Rawal has insisted that Nepal needs to first ensure that the MCC is not part of the Indo-Pacific Strategy and make necessary amendments to the compact signed with the MCC before accepting any assistance. The MCC, which is a bilateral foreign aid agency of the United States, will provide $500 million in grants to Nepal in support of certain predetermined infrastructure projects once the compact is ratified by Parliament.
On Wednesday, responding to the Standing Committee’s concerns, Foreign Minister Pradeep Gyawali categorically stated that the MCC was not a part of the Indo-Pacific Strategy since the corporation was formed before the advent of the strategy.
“The MCC was announced by US President [George W] Bush in 2002 and since 2008, Nepal has taken initiatives to become a part of it. We finally became eligible in 2011 and we signed an agreement in 2016,” said Gyawali. “The US forwarded the concept of the Indo-Pacific Strategy in 2017.”
However, two senior US officials who visited Nepal last year have clearly stated that the MCC is very much a part of the Indo-Pacific Strategy.
During his Nepal visit in May, Acting Deputy Assistant Secretary of State for South Asia David J Ranz said the MCC was one of the most important initiatives being implemented in Nepal under the Indo-Pacific Strategy. When combined with the government’s contribution of $130 million, this will be a truly transformative project for Nepalis, Ranz had said.
Countering Ranz’s statement, on June 2, Gyawali told reporters that the MCC and the Indo-Pacific Strategy were two different approaches and there was no need to link them.
Again, earlier this month, Assistant Secretary of Defense for Indo-Pacific Security Affairs Randy Schriver told reporters in Kathmandu that the MCC is a part of the Indo-Pacific Strategy based on shared values and principles.
According to Narayan Kaji Shrestha, spokesperson for the ruling party, there wouldn’t be much of an issue if the US officials had not countered Gyawali’s assertions, but that such opposition would not stop the MCC.
“The state’s foreign policy and the opinions of some are two different things. The MCC will not be halted just because some people have opposed it,” Shrestha told the Post. “People either oppose it because they know more than they need to or they know nothing.”
Minister for Communication Gokul Baskota announced on Thursday that the MCC will be ratified in the upcoming sessions of Parliament.

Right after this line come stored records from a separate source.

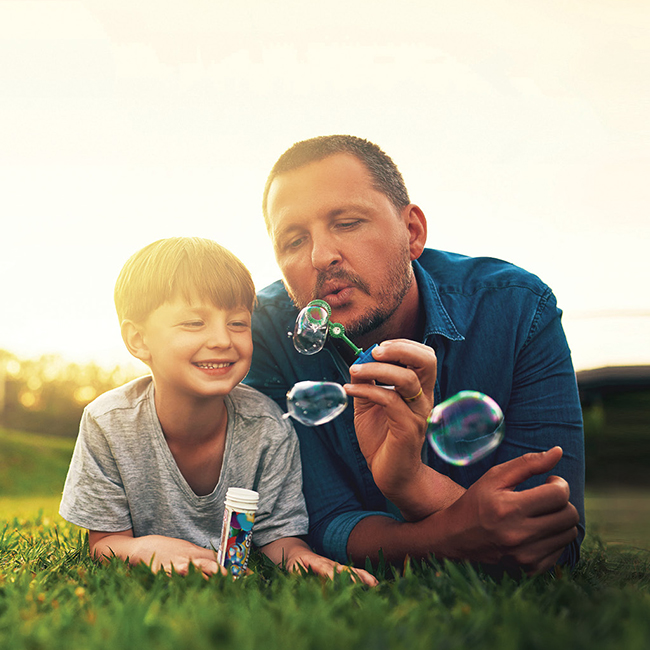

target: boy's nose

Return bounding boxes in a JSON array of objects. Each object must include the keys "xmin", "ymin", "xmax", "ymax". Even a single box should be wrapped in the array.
[{"xmin": 206, "ymin": 327, "xmax": 232, "ymax": 348}]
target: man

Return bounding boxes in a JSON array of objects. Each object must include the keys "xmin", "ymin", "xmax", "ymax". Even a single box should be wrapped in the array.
[{"xmin": 247, "ymin": 136, "xmax": 584, "ymax": 574}]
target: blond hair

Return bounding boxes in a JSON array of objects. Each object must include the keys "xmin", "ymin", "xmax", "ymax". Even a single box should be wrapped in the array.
[{"xmin": 114, "ymin": 237, "xmax": 255, "ymax": 323}]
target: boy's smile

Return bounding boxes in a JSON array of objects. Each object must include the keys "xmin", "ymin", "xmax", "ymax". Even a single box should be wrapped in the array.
[{"xmin": 135, "ymin": 298, "xmax": 253, "ymax": 398}]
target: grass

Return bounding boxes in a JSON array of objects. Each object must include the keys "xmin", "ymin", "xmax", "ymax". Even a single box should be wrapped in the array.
[
  {"xmin": 0, "ymin": 515, "xmax": 650, "ymax": 650},
  {"xmin": 0, "ymin": 422, "xmax": 650, "ymax": 650}
]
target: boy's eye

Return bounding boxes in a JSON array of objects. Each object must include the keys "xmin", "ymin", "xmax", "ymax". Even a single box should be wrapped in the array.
[{"xmin": 230, "ymin": 320, "xmax": 250, "ymax": 330}]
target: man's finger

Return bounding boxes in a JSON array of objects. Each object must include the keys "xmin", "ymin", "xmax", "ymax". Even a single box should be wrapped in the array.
[{"xmin": 510, "ymin": 476, "xmax": 570, "ymax": 517}]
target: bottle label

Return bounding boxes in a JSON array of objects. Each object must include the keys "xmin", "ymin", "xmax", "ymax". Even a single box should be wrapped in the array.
[{"xmin": 217, "ymin": 507, "xmax": 255, "ymax": 577}]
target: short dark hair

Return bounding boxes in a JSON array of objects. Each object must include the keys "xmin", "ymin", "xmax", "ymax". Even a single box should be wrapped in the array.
[
  {"xmin": 114, "ymin": 237, "xmax": 255, "ymax": 323},
  {"xmin": 262, "ymin": 135, "xmax": 411, "ymax": 226}
]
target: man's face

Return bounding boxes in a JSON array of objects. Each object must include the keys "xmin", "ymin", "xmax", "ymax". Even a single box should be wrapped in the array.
[{"xmin": 268, "ymin": 154, "xmax": 413, "ymax": 336}]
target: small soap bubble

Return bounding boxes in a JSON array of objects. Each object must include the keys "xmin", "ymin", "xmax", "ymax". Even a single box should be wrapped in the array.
[
  {"xmin": 427, "ymin": 390, "xmax": 505, "ymax": 465},
  {"xmin": 293, "ymin": 304, "xmax": 329, "ymax": 354},
  {"xmin": 283, "ymin": 381, "xmax": 348, "ymax": 427}
]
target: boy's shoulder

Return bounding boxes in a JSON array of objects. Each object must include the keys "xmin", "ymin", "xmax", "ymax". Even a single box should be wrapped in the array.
[{"xmin": 86, "ymin": 375, "xmax": 152, "ymax": 418}]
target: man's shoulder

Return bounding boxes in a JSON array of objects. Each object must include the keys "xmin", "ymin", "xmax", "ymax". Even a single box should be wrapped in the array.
[
  {"xmin": 86, "ymin": 375, "xmax": 152, "ymax": 418},
  {"xmin": 418, "ymin": 248, "xmax": 549, "ymax": 296}
]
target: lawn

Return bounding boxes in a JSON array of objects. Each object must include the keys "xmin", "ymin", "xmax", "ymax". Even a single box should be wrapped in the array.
[{"xmin": 0, "ymin": 431, "xmax": 650, "ymax": 650}]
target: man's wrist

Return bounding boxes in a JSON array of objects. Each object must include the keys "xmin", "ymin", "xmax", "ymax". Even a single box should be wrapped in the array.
[{"xmin": 385, "ymin": 463, "xmax": 465, "ymax": 522}]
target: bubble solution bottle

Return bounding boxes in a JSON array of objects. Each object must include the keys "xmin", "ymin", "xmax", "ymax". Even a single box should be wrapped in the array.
[{"xmin": 217, "ymin": 487, "xmax": 260, "ymax": 578}]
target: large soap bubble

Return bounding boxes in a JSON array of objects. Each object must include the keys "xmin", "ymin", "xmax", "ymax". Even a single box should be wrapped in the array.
[
  {"xmin": 427, "ymin": 390, "xmax": 505, "ymax": 465},
  {"xmin": 283, "ymin": 381, "xmax": 348, "ymax": 427},
  {"xmin": 293, "ymin": 303, "xmax": 329, "ymax": 355}
]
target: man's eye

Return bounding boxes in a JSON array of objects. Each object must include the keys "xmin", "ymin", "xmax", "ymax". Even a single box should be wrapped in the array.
[
  {"xmin": 336, "ymin": 219, "xmax": 361, "ymax": 230},
  {"xmin": 285, "ymin": 237, "xmax": 304, "ymax": 250}
]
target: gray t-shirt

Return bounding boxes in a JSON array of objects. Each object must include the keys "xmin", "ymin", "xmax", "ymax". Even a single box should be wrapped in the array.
[{"xmin": 59, "ymin": 376, "xmax": 308, "ymax": 549}]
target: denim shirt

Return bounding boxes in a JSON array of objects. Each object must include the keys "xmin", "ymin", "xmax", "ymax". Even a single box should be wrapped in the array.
[{"xmin": 245, "ymin": 249, "xmax": 585, "ymax": 565}]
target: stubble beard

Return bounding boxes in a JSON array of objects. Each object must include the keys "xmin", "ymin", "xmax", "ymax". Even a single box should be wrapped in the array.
[{"xmin": 284, "ymin": 249, "xmax": 413, "ymax": 338}]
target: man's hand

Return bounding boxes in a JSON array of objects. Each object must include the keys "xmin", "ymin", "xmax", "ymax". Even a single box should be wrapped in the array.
[
  {"xmin": 440, "ymin": 447, "xmax": 579, "ymax": 574},
  {"xmin": 260, "ymin": 537, "xmax": 379, "ymax": 587},
  {"xmin": 88, "ymin": 530, "xmax": 228, "ymax": 578},
  {"xmin": 345, "ymin": 339, "xmax": 464, "ymax": 521},
  {"xmin": 347, "ymin": 447, "xmax": 579, "ymax": 575}
]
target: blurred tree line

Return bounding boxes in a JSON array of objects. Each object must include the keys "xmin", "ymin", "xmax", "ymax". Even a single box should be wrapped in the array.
[{"xmin": 0, "ymin": 350, "xmax": 146, "ymax": 436}]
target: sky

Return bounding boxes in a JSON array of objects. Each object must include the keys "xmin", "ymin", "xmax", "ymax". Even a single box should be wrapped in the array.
[{"xmin": 0, "ymin": 0, "xmax": 650, "ymax": 370}]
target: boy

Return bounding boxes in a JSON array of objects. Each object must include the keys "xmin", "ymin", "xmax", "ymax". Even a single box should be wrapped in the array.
[{"xmin": 60, "ymin": 238, "xmax": 376, "ymax": 585}]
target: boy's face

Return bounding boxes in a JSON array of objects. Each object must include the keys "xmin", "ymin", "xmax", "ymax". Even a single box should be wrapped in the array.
[{"xmin": 141, "ymin": 298, "xmax": 253, "ymax": 397}]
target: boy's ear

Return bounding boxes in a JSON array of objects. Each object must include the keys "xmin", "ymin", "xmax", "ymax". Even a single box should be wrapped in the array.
[{"xmin": 120, "ymin": 320, "xmax": 151, "ymax": 363}]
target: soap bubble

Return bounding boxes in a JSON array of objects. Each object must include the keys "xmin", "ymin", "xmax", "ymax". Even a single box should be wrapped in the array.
[
  {"xmin": 283, "ymin": 381, "xmax": 348, "ymax": 427},
  {"xmin": 293, "ymin": 304, "xmax": 329, "ymax": 354},
  {"xmin": 427, "ymin": 390, "xmax": 504, "ymax": 465}
]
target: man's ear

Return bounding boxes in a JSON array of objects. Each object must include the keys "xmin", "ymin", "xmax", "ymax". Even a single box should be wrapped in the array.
[
  {"xmin": 402, "ymin": 203, "xmax": 427, "ymax": 260},
  {"xmin": 120, "ymin": 320, "xmax": 151, "ymax": 363}
]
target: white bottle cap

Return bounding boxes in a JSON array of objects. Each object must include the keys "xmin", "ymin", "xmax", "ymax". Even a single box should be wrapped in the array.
[{"xmin": 226, "ymin": 488, "xmax": 260, "ymax": 512}]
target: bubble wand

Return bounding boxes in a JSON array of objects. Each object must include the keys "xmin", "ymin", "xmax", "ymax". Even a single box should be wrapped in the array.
[
  {"xmin": 293, "ymin": 300, "xmax": 377, "ymax": 363},
  {"xmin": 283, "ymin": 300, "xmax": 505, "ymax": 465}
]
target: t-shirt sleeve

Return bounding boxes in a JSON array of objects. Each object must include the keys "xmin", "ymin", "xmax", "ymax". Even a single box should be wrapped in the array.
[
  {"xmin": 248, "ymin": 418, "xmax": 309, "ymax": 546},
  {"xmin": 59, "ymin": 410, "xmax": 133, "ymax": 532}
]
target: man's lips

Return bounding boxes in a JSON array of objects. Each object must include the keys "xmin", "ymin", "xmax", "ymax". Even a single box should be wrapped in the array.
[{"xmin": 320, "ymin": 286, "xmax": 356, "ymax": 309}]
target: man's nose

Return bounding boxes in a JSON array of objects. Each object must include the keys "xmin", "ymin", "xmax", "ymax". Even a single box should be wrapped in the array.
[{"xmin": 311, "ymin": 234, "xmax": 343, "ymax": 271}]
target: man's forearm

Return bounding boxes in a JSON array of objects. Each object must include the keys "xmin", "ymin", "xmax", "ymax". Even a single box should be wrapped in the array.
[
  {"xmin": 347, "ymin": 511, "xmax": 460, "ymax": 566},
  {"xmin": 347, "ymin": 447, "xmax": 579, "ymax": 574}
]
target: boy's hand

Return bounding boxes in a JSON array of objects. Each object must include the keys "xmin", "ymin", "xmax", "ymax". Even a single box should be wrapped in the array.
[
  {"xmin": 261, "ymin": 537, "xmax": 379, "ymax": 587},
  {"xmin": 88, "ymin": 530, "xmax": 228, "ymax": 578}
]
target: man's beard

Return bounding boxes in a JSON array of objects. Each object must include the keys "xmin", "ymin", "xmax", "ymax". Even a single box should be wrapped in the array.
[{"xmin": 284, "ymin": 249, "xmax": 413, "ymax": 338}]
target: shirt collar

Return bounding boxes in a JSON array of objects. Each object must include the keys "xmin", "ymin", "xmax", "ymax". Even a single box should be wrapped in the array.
[{"xmin": 413, "ymin": 260, "xmax": 465, "ymax": 341}]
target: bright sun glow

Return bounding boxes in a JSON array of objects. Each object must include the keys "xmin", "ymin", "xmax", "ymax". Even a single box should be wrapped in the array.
[{"xmin": 0, "ymin": 0, "xmax": 650, "ymax": 372}]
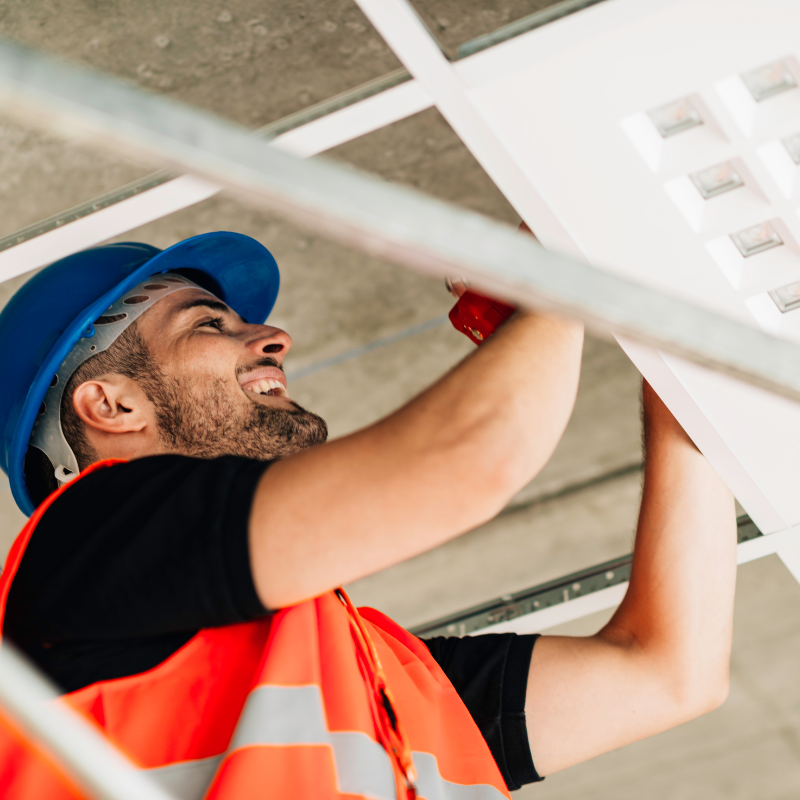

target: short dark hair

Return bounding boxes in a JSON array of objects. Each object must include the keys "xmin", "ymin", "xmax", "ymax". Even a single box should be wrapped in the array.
[{"xmin": 25, "ymin": 320, "xmax": 152, "ymax": 506}]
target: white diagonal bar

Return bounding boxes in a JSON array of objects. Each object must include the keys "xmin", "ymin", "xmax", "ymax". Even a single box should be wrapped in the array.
[
  {"xmin": 356, "ymin": 0, "xmax": 581, "ymax": 257},
  {"xmin": 0, "ymin": 41, "xmax": 800, "ymax": 399},
  {"xmin": 0, "ymin": 73, "xmax": 432, "ymax": 282}
]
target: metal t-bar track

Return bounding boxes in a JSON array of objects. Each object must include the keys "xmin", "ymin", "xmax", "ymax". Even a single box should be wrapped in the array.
[
  {"xmin": 0, "ymin": 40, "xmax": 800, "ymax": 400},
  {"xmin": 411, "ymin": 514, "xmax": 762, "ymax": 638}
]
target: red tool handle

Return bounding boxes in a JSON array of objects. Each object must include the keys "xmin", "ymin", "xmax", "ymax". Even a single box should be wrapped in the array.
[{"xmin": 449, "ymin": 289, "xmax": 517, "ymax": 345}]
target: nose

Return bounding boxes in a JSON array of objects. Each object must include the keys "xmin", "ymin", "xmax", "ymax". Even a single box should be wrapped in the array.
[{"xmin": 247, "ymin": 325, "xmax": 292, "ymax": 364}]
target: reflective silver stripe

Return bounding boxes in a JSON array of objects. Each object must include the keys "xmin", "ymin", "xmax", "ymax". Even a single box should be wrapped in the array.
[
  {"xmin": 228, "ymin": 684, "xmax": 397, "ymax": 800},
  {"xmin": 411, "ymin": 750, "xmax": 505, "ymax": 800},
  {"xmin": 147, "ymin": 684, "xmax": 504, "ymax": 800},
  {"xmin": 142, "ymin": 755, "xmax": 222, "ymax": 800}
]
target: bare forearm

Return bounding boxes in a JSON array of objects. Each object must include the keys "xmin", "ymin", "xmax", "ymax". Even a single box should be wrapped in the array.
[
  {"xmin": 607, "ymin": 384, "xmax": 736, "ymax": 691},
  {"xmin": 250, "ymin": 314, "xmax": 582, "ymax": 608},
  {"xmin": 381, "ymin": 313, "xmax": 583, "ymax": 493},
  {"xmin": 526, "ymin": 387, "xmax": 736, "ymax": 774}
]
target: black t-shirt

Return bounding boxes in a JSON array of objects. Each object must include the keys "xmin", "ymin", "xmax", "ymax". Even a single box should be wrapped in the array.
[{"xmin": 4, "ymin": 455, "xmax": 539, "ymax": 789}]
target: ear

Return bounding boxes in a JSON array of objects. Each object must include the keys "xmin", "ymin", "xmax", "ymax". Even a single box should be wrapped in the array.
[{"xmin": 72, "ymin": 375, "xmax": 149, "ymax": 433}]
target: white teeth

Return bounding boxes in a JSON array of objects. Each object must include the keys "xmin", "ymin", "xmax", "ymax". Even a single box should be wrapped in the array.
[{"xmin": 247, "ymin": 378, "xmax": 286, "ymax": 397}]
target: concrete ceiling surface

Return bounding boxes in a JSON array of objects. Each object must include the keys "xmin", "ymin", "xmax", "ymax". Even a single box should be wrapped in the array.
[{"xmin": 0, "ymin": 0, "xmax": 800, "ymax": 800}]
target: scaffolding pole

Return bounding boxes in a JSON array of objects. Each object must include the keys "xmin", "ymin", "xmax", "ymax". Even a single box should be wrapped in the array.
[
  {"xmin": 0, "ymin": 40, "xmax": 800, "ymax": 400},
  {"xmin": 0, "ymin": 641, "xmax": 175, "ymax": 800}
]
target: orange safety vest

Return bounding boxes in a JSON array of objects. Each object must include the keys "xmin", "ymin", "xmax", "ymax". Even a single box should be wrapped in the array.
[{"xmin": 0, "ymin": 461, "xmax": 510, "ymax": 800}]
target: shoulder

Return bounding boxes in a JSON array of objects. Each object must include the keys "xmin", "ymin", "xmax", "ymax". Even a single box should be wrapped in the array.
[{"xmin": 41, "ymin": 455, "xmax": 269, "ymax": 529}]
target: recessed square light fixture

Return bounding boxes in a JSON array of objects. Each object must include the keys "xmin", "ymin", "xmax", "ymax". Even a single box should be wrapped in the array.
[
  {"xmin": 647, "ymin": 97, "xmax": 703, "ymax": 139},
  {"xmin": 742, "ymin": 61, "xmax": 797, "ymax": 103},
  {"xmin": 689, "ymin": 161, "xmax": 744, "ymax": 200},
  {"xmin": 731, "ymin": 222, "xmax": 783, "ymax": 258},
  {"xmin": 781, "ymin": 133, "xmax": 800, "ymax": 165},
  {"xmin": 769, "ymin": 281, "xmax": 800, "ymax": 314}
]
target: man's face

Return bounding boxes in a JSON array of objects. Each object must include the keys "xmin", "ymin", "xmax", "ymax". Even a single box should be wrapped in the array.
[{"xmin": 133, "ymin": 289, "xmax": 328, "ymax": 459}]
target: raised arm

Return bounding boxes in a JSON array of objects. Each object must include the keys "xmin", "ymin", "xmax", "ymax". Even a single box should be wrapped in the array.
[
  {"xmin": 525, "ymin": 384, "xmax": 736, "ymax": 775},
  {"xmin": 250, "ymin": 304, "xmax": 583, "ymax": 608}
]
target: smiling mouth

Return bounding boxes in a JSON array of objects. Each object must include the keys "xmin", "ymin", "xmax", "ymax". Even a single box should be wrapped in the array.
[{"xmin": 245, "ymin": 378, "xmax": 289, "ymax": 397}]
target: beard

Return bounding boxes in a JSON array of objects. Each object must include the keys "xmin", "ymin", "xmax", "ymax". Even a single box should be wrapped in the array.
[{"xmin": 147, "ymin": 373, "xmax": 328, "ymax": 461}]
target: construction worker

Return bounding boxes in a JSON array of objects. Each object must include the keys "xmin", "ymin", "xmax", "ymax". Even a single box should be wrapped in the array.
[{"xmin": 0, "ymin": 228, "xmax": 736, "ymax": 800}]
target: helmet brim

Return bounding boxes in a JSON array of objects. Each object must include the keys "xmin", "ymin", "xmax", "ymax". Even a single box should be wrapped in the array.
[{"xmin": 8, "ymin": 231, "xmax": 280, "ymax": 515}]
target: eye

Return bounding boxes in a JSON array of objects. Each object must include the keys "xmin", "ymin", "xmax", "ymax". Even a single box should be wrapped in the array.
[{"xmin": 197, "ymin": 317, "xmax": 223, "ymax": 331}]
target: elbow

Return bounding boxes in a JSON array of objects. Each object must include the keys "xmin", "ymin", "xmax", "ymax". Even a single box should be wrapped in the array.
[{"xmin": 671, "ymin": 659, "xmax": 730, "ymax": 722}]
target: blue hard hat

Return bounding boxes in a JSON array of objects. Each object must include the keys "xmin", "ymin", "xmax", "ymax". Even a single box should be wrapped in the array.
[{"xmin": 0, "ymin": 231, "xmax": 280, "ymax": 514}]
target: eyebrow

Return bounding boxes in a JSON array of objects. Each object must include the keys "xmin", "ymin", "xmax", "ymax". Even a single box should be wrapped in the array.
[{"xmin": 176, "ymin": 297, "xmax": 244, "ymax": 322}]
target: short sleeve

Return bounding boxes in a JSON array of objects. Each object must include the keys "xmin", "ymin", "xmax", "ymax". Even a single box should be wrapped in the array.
[
  {"xmin": 422, "ymin": 633, "xmax": 542, "ymax": 790},
  {"xmin": 4, "ymin": 455, "xmax": 269, "ymax": 689}
]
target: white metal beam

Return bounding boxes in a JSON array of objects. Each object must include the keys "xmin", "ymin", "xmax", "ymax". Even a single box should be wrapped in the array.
[
  {"xmin": 356, "ymin": 0, "xmax": 583, "ymax": 257},
  {"xmin": 0, "ymin": 81, "xmax": 432, "ymax": 282},
  {"xmin": 0, "ymin": 42, "xmax": 800, "ymax": 399}
]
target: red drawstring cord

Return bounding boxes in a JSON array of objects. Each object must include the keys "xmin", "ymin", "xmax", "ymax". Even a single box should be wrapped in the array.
[{"xmin": 336, "ymin": 589, "xmax": 417, "ymax": 800}]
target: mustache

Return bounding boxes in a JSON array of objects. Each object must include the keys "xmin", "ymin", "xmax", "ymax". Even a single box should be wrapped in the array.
[{"xmin": 236, "ymin": 356, "xmax": 284, "ymax": 378}]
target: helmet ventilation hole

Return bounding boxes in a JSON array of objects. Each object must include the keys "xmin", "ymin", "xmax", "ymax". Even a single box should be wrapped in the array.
[{"xmin": 94, "ymin": 313, "xmax": 128, "ymax": 325}]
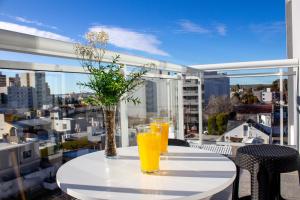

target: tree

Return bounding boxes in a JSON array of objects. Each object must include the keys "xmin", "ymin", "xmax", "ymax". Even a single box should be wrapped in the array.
[
  {"xmin": 207, "ymin": 115, "xmax": 216, "ymax": 135},
  {"xmin": 205, "ymin": 95, "xmax": 232, "ymax": 116},
  {"xmin": 216, "ymin": 113, "xmax": 229, "ymax": 135}
]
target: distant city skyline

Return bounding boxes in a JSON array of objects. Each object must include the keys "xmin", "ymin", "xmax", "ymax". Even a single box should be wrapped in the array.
[{"xmin": 0, "ymin": 0, "xmax": 287, "ymax": 88}]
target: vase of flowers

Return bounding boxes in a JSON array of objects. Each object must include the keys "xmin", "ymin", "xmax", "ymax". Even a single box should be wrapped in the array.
[{"xmin": 75, "ymin": 31, "xmax": 147, "ymax": 158}]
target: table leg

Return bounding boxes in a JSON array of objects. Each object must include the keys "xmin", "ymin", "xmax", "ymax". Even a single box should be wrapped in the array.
[
  {"xmin": 257, "ymin": 167, "xmax": 274, "ymax": 200},
  {"xmin": 250, "ymin": 164, "xmax": 260, "ymax": 200},
  {"xmin": 232, "ymin": 166, "xmax": 240, "ymax": 200}
]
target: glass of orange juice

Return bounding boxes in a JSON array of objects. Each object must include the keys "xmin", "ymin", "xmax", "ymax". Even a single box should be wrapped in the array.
[
  {"xmin": 137, "ymin": 125, "xmax": 161, "ymax": 173},
  {"xmin": 150, "ymin": 117, "xmax": 170, "ymax": 154}
]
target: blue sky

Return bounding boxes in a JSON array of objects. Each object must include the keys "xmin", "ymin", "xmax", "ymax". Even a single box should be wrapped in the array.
[{"xmin": 0, "ymin": 0, "xmax": 286, "ymax": 92}]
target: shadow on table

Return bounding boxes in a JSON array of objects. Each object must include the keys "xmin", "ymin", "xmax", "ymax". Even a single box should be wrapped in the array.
[
  {"xmin": 118, "ymin": 155, "xmax": 228, "ymax": 161},
  {"xmin": 60, "ymin": 183, "xmax": 199, "ymax": 196},
  {"xmin": 152, "ymin": 170, "xmax": 235, "ymax": 178}
]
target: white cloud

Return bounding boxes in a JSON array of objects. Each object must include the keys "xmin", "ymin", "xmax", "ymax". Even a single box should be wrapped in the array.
[
  {"xmin": 216, "ymin": 24, "xmax": 227, "ymax": 36},
  {"xmin": 0, "ymin": 21, "xmax": 72, "ymax": 42},
  {"xmin": 89, "ymin": 26, "xmax": 169, "ymax": 56},
  {"xmin": 0, "ymin": 13, "xmax": 58, "ymax": 29},
  {"xmin": 249, "ymin": 21, "xmax": 285, "ymax": 33},
  {"xmin": 179, "ymin": 20, "xmax": 211, "ymax": 33},
  {"xmin": 14, "ymin": 16, "xmax": 57, "ymax": 29}
]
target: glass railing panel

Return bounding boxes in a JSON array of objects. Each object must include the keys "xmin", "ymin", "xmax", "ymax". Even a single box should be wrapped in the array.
[{"xmin": 183, "ymin": 69, "xmax": 295, "ymax": 149}]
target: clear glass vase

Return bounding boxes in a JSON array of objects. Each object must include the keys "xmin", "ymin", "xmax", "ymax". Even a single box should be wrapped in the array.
[{"xmin": 103, "ymin": 106, "xmax": 117, "ymax": 158}]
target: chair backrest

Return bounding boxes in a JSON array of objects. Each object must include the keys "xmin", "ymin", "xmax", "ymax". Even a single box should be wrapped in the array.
[
  {"xmin": 191, "ymin": 144, "xmax": 232, "ymax": 156},
  {"xmin": 168, "ymin": 138, "xmax": 190, "ymax": 147}
]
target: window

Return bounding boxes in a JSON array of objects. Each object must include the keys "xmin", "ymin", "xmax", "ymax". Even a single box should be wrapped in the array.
[
  {"xmin": 63, "ymin": 124, "xmax": 67, "ymax": 129},
  {"xmin": 23, "ymin": 150, "xmax": 31, "ymax": 159}
]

The primary opposition Nepali Congress is also in favour of the MCC and has been asking the government to approve the MCC at the very first sessions of the House.
“We negotiated for the MCC for a long time with the US. Several finance ministers were involved in the negotiation process. The projects under the MCC are designed and selected by the US,” said Ram Sharan Mahat, a senior Nepali Congress leader and former finance minister. “Some people want to become close to China so they are opposing it but when it comes to the economic development of the country, there is no need to be worried.”
While Nepali leaders continue to debate over the MCC, the Cabinet of Ministers in Sri Lanka announced on Thursday that the signing of the compact will be temporarily suspended until a committee conducts a study on the controversy. The compact had been approved for signing in October, but before the election of a new government last month.